Part of the problem seems to be delays with CannTrust’s expansion project, which has led to delays in revenue growth and a bad fourth quarter that drove the shares down just as they threw in a $200 million equity raise. So a lot of bad news is, at least, in the shares, and it might be that they’ll recover at some point over the next year if the expansion goes well…. I guess that’s the possible catalyst to get CannTrust back into the good graces of the growth-focused pot investors. But beyond that, I can’t see enough to make me want to jump in with both feet.
That doesn’t mean you have to be as cautious as me on this one, of course, I know plenty of people have happily been dabbling in marijuana investment for several years and enjoyed gains that I’ve missed out on. It takes all kinds.

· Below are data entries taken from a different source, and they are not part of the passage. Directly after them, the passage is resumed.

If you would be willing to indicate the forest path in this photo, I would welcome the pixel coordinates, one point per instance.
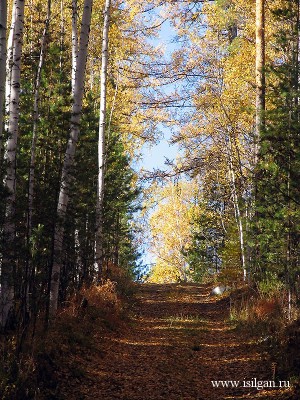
(179, 341)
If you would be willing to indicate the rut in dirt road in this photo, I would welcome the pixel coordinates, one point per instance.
(179, 342)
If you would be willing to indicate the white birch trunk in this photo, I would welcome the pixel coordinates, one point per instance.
(35, 119)
(259, 73)
(237, 211)
(3, 29)
(74, 42)
(101, 144)
(66, 176)
(12, 109)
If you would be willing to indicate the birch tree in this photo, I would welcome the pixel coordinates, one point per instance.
(36, 118)
(66, 175)
(13, 111)
(101, 143)
(74, 41)
(3, 19)
(259, 71)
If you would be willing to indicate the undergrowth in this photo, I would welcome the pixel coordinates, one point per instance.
(36, 371)
(266, 316)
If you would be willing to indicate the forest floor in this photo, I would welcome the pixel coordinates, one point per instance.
(178, 340)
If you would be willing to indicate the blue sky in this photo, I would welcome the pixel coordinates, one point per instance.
(154, 156)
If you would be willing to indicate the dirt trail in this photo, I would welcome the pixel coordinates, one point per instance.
(178, 342)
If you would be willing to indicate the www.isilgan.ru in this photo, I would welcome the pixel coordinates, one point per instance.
(253, 383)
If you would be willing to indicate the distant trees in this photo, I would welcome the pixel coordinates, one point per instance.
(239, 137)
(48, 212)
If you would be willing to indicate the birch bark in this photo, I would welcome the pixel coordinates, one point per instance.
(36, 118)
(3, 29)
(74, 42)
(12, 110)
(66, 176)
(260, 73)
(101, 144)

If you want to dig into CannTrust and don’t know the story, Elfenbein is on target with the “pharmaceutical” background — though not, just yet, with the “blue chip” financials you might expect given the “Merck of Marijuana” tagline. I’d start with their Investor Presentation here.
And I’m sure plenty of eager readers out in Gumshoe land have looked at CannTrust before — see anything you like? Excited for that expansion potential? Burned and angry after an ugly few months? Let us know with a comment below.
Disclosure: I do not own any of the companies mentioned above, and will not trade in any stock covered for at least three days (per Stock Gumshoe’s trading rules).